Beaverbrook Art Gallery court dispute delayed
U.K. foundation faces growing financial strain
Last Updated: Tuesday, June 1, 2010 | 6:28 AM AT
CBC News
The Court of Queen's Bench hearing into the Beaverbrook art dispute set for Thursday and Friday has been delayed. (CBC)The next legal battle between the Beaverbrook U.K. Foundation and the Fredericton-based Beaverbrook Art Gallery has been postponed again as the British foundation faces growing financial pressure.
The scheduled hearing in the ongoing Beaverbrook art dispute was set for Thursday and Friday in the Court of Queen's Bench in Saint John.
The British-based Beaverbrook Foundation wants the court to quash two earlier arbitration decisions that awarded 85 disputed paintings to the Fredericton art gallery.
The foundation couldn't be reached to explain why the hearing has been put off.
But the postponement coincides with increasing scrutiny of the foundation in Britain.
The U.K. Charities Commission, the regulator that ensures charities spend their money on charitable causes, says it's monitoring the legal battle between the foundation and the Fredericton art gallery and is pursuing inquiries with the foundation about its governance and finances.
The Beaverbrook Foundation has spent millions of its money on the legal battle with the Fredericton gallery. The most recent audit of the foundation warned that its legal bills from the dispute were jeopardizing its ability to continue functioning.
The August 2009 report, which was filed with the U.K. Charities Commission last summer, said the foundation spent more than $3 million Cdn in 2007-08 but brought in only $450,000.
The foundation's total loans have hit roughly $10 million Cdn to pay the legal bills in the art dispute.
The foundation has borrowed from British banks to pay those bills using Cherkley Court as collateral.
Cherkley was the home of the original Lord Beaverbrook in Surrey, U.K., and the foundation wanted to sell some of the paintings in the gallery to pay for expensive renovations to the house.
Now the foundation has applied to rezone the house as a family residence, which may be a sign it's planning to sell it.
Cherkley Court has been valued at between $21 million and $28 million Cdn.
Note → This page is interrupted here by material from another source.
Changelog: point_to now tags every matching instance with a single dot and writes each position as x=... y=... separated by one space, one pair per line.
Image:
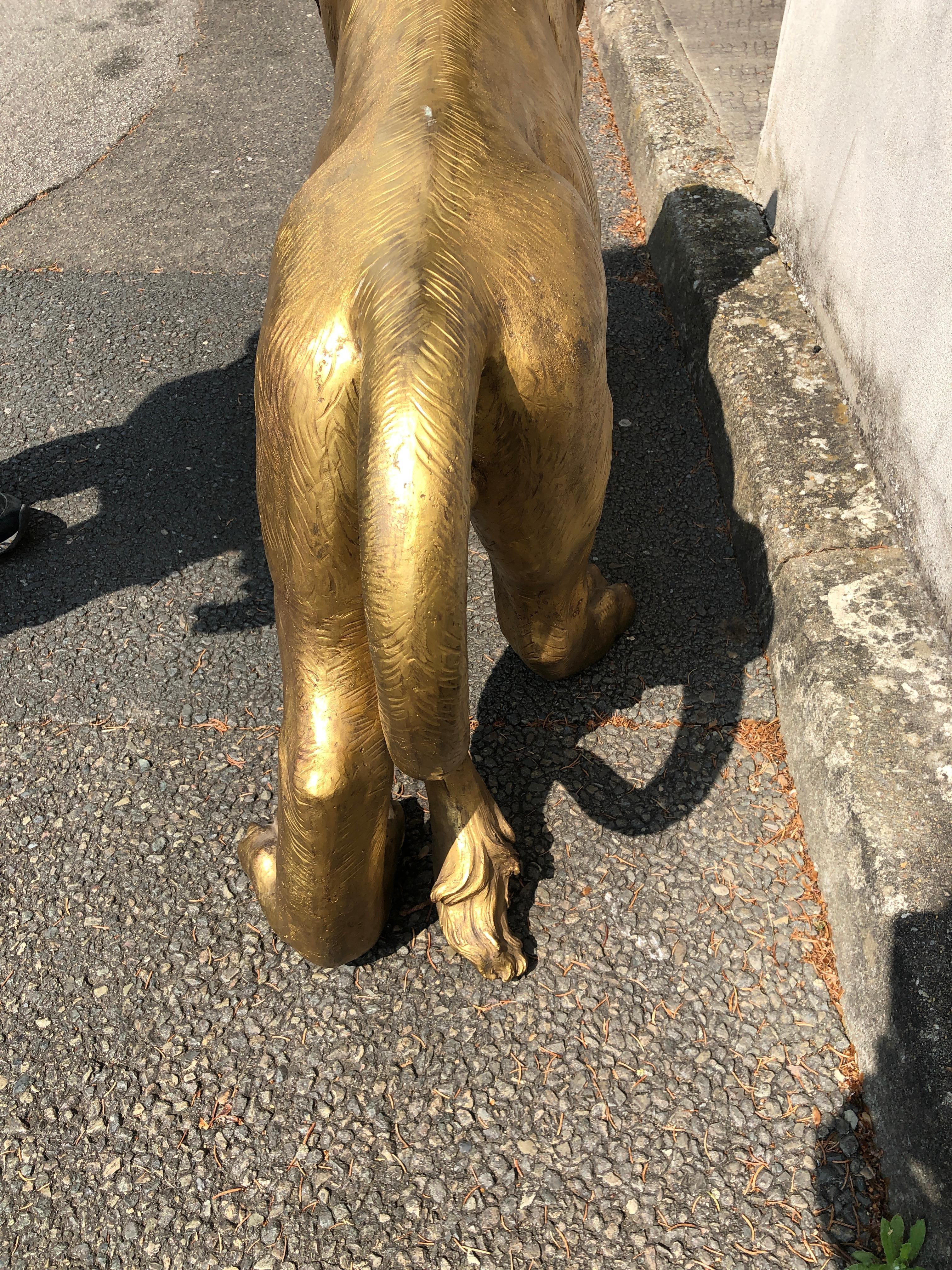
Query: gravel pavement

Beaverbrook was a Canadian-born, British politician and businessman who died in 1964. Beaverbrook founded the Fredericton gallery in 1959.
Legal battle
The U.K. foundation has been locked in a legal battle for seven years with Fredericton's Beaverbrook Art Gallery over ownership of 133 works of art.
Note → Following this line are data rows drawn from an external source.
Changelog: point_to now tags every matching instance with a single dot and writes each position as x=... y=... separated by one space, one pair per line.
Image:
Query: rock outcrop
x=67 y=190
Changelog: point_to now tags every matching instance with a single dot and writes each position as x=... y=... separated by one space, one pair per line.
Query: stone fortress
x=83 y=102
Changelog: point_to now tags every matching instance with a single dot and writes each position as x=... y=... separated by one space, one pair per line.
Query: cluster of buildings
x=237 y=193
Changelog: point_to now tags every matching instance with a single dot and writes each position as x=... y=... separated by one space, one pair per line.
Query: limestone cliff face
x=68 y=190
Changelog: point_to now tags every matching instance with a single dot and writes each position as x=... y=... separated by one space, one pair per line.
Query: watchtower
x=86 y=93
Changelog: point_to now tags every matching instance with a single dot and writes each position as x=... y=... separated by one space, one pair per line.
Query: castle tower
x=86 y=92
The two arbitration hearings have continued to award the Fredericton art gallery some of the most expensive paintings in dispute, including J.M.W. Turner's Fountain of Indolence, valued at $25 million, and Lucian Freud's Hotel Bedroom, valued at $5 million.
Former Supreme Court of Canada justice Peter Cory's 2007 ruling awarded 85 of the 133 paintings to Fredericton's Beaverbrook Art Gallery. The 45 paintings awarded by Cory to the foundation are worth $6 million Cdn.
An appeal panel, comprised of retired judges Edward Bayda, Coulter Osborne and Thomas Braidwood, said in September 2009 that Cory's original decision was reasonable and did not make any mistakes in his original judgment.
The U.K. foundation, which is controlled by Beaverbrook's descendants, said the paintings were only on loan to the gallery and wanted to take some of them back.
The art gallery argued Lord Beaverbrook had given the works as gifts in the 1950s.